The Crown Vic hit the Navigator broadside at fifty miles per hour. The impact was brutal, but Bolan had braced himself and the air bag deployed against him. He got out of his seat belt, and clicked open his switchblade and slashed away the deflating air bag. The windshield had gone opaque with cracks, and Bolan’s door refused to budge. He rose up through the sunroof. The Navigator was wrapped around the front bumper of the vehicle. The driver and back passenger doors were folded in and not moving. Bolan bent back as one of the men in the back seat of the Navigator tried to fire at him with an M-16. The window erupted outward, but the space was too cramped inside the SUV for the gunman to fire effectively.

Bolan had no such restraints.

The Thompson ripped into life. Constante leaped out from behind the wheel as his weapon joined the crescendo. The doors facing away flew open and men piled out of the Navigator. Bolan jumped onto the hood, then leaped to the roof of the SUV. Two men turned and raised their rifles, but Bolan burned them down with a burst through their chests before they could fire. A young man with a clearly broken arm fell to his knees and raised his working hand piteously. “Madre de Dios! Por favor! Por favor!”

Bolan kept the smoking muzzle of his weapon pointed between the young man’s eyes. Gustolallo came around the SUV and kicked the surrendering punk onto his stomach. He screamed in pain as she twisted both arms back and cuffed him. Constante looked into one of the Navigator’s shattered windows and made a face at the carnage within. “Clear.”

Bolan stood atop the SUV and surveyed the area. Dogs were barking. Women and children in the hovels and tenements were screaming. Sirens began wailing in the distance. The transvestites clapped their hands and whistled. It had been a fine show, and they clearly liked the big gringo with the big gun standing on top of the Navigator’s shattered shell.

Gustolallo yanked the young man up to his knees and the inspector smiled delightedly.

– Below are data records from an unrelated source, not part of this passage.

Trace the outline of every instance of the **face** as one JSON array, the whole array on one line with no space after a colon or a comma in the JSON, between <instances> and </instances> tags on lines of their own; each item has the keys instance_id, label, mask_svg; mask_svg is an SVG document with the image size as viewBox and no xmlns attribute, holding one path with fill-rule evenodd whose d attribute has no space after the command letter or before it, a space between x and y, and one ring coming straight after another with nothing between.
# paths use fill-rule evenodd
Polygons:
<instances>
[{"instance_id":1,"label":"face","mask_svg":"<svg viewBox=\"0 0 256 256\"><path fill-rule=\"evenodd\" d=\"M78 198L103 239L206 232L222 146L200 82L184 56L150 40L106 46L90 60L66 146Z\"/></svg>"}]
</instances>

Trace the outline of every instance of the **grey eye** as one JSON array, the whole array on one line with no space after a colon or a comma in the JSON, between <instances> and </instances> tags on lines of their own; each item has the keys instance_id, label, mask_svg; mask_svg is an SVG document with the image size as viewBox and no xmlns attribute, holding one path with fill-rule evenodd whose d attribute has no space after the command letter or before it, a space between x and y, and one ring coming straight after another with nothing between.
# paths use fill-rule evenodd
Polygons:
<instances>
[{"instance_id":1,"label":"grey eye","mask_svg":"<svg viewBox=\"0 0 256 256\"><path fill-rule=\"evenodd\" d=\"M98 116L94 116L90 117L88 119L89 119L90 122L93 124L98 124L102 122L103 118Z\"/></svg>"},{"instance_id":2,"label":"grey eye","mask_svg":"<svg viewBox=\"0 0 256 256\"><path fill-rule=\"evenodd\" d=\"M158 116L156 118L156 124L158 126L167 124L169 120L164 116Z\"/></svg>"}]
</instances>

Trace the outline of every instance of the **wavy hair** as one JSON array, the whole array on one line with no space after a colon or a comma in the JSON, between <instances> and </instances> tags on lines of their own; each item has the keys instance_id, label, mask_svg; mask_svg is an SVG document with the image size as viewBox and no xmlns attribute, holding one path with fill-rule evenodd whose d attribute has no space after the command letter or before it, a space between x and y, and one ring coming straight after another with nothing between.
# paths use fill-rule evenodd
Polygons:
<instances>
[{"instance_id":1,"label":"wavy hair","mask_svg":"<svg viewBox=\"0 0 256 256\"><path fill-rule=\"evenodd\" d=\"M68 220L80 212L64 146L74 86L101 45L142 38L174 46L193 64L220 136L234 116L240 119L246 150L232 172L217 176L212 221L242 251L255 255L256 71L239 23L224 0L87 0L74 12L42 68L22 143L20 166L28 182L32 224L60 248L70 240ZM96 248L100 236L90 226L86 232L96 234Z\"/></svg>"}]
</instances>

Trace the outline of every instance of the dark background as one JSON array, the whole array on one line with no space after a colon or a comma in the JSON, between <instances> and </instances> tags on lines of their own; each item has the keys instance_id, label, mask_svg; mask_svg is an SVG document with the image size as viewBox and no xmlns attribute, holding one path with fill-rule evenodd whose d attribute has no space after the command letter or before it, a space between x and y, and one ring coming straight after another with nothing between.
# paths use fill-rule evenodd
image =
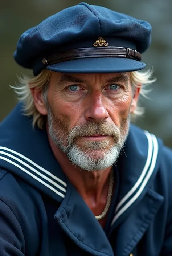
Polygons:
<instances>
[{"instance_id":1,"label":"dark background","mask_svg":"<svg viewBox=\"0 0 172 256\"><path fill-rule=\"evenodd\" d=\"M75 0L0 0L0 121L16 104L9 85L17 81L16 74L32 74L14 61L13 52L25 30L62 9L77 4ZM149 94L151 99L140 99L146 109L138 119L140 127L160 137L172 147L172 0L88 0L149 22L152 27L152 42L143 56L147 68L153 66L157 81Z\"/></svg>"}]
</instances>

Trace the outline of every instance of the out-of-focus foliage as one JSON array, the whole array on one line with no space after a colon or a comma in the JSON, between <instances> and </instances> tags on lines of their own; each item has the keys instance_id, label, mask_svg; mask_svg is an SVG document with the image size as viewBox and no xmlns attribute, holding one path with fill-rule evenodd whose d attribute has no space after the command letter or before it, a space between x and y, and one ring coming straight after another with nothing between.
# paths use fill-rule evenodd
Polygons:
<instances>
[{"instance_id":1,"label":"out-of-focus foliage","mask_svg":"<svg viewBox=\"0 0 172 256\"><path fill-rule=\"evenodd\" d=\"M0 0L0 120L16 102L9 85L17 81L16 74L32 73L17 65L13 58L21 34L49 16L78 3L75 0ZM172 147L172 0L88 0L87 3L125 13L151 24L152 43L144 54L143 61L147 67L153 66L157 81L149 95L151 100L140 99L146 111L144 118L136 123Z\"/></svg>"}]
</instances>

Bolan eyed the cringing punk. “You know him?”

“Indeed!” Constante leaned in and leered in the young man’s face. “This is Nacho d’Nico!”

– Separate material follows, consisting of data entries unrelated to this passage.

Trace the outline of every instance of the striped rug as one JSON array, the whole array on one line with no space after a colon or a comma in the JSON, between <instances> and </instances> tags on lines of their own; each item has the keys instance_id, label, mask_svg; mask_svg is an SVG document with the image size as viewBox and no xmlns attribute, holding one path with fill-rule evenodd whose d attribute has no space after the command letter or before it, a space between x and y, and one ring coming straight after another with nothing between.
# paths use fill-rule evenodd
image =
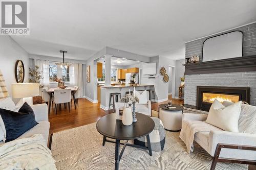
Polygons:
<instances>
[{"instance_id":1,"label":"striped rug","mask_svg":"<svg viewBox=\"0 0 256 170\"><path fill-rule=\"evenodd\" d=\"M5 85L4 76L0 70L0 100L8 96L8 91Z\"/></svg>"},{"instance_id":2,"label":"striped rug","mask_svg":"<svg viewBox=\"0 0 256 170\"><path fill-rule=\"evenodd\" d=\"M161 152L150 156L143 149L126 147L119 169L209 169L212 157L198 144L189 154L179 138L179 132L165 131L166 141ZM102 145L102 136L96 123L53 134L52 148L58 169L114 169L115 144ZM120 149L122 146L120 146ZM244 164L218 163L216 170L247 169Z\"/></svg>"}]
</instances>

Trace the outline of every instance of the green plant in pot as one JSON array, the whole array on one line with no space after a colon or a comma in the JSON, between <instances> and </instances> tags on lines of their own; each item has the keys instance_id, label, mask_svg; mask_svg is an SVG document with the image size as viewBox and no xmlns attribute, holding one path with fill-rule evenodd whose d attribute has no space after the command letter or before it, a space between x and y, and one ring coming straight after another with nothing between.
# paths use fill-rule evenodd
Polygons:
<instances>
[{"instance_id":1,"label":"green plant in pot","mask_svg":"<svg viewBox=\"0 0 256 170\"><path fill-rule=\"evenodd\" d=\"M29 82L30 83L38 83L40 91L40 95L33 97L33 104L40 104L42 102L42 99L41 96L41 89L44 87L44 85L41 84L41 80L44 79L42 76L42 72L39 70L39 67L37 65L35 66L35 68L29 68L29 74L30 78Z\"/></svg>"},{"instance_id":2,"label":"green plant in pot","mask_svg":"<svg viewBox=\"0 0 256 170\"><path fill-rule=\"evenodd\" d=\"M44 79L41 74L42 72L39 70L39 67L37 65L35 66L35 68L29 68L29 74L30 78L29 82L30 83L38 83L39 84L39 88L44 87L44 85L40 84L41 80Z\"/></svg>"}]
</instances>

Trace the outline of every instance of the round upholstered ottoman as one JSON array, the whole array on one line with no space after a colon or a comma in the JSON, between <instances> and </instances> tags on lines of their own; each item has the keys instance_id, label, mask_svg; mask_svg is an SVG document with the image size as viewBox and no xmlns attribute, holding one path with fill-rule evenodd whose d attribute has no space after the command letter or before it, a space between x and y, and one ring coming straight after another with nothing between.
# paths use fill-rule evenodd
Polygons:
<instances>
[{"instance_id":1,"label":"round upholstered ottoman","mask_svg":"<svg viewBox=\"0 0 256 170\"><path fill-rule=\"evenodd\" d=\"M151 117L155 122L155 128L150 133L152 151L161 151L163 150L165 142L165 132L162 121L157 117ZM134 144L147 147L146 137L134 139Z\"/></svg>"}]
</instances>

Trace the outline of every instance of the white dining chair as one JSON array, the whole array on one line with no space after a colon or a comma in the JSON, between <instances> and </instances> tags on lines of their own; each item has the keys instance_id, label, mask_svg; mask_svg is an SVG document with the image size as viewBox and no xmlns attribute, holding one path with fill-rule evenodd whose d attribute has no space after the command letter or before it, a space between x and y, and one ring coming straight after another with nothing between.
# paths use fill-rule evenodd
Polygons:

Bolan smiled coldly. “Yotuel’s little brother?”

“His punkito little brother,” the inspector emphasized. “What’s the matter, Nacho? You don’t look so good.”

Between shock, pain and naked terror, Nacho looked just about ready to soil himself. Bolan jumped to the hood, then down to the street. The sirens were getting closer. “I don’t think your car is going any place.”

“No,” the inspector agreed. “And neither shall I. I will stay here. I will say I was alone and was attacked, then killed my attackers. You and Gustolallo take the punk to your place. If we bring him in, he will only be out on bail tomorrow. I will join you shortly.”

It was as good a plan as any. Bolan nodded and Nacho shrieked as Gustolallo yanked him to his feet. Constante lit a cigarette and leaned against his totaled vehicle to wait, apparently oblivious of the gas pooling everywhere.

Bolan and the detective took Nacho d’Nico for a little walk through the neighborhood. It was going to be a long night.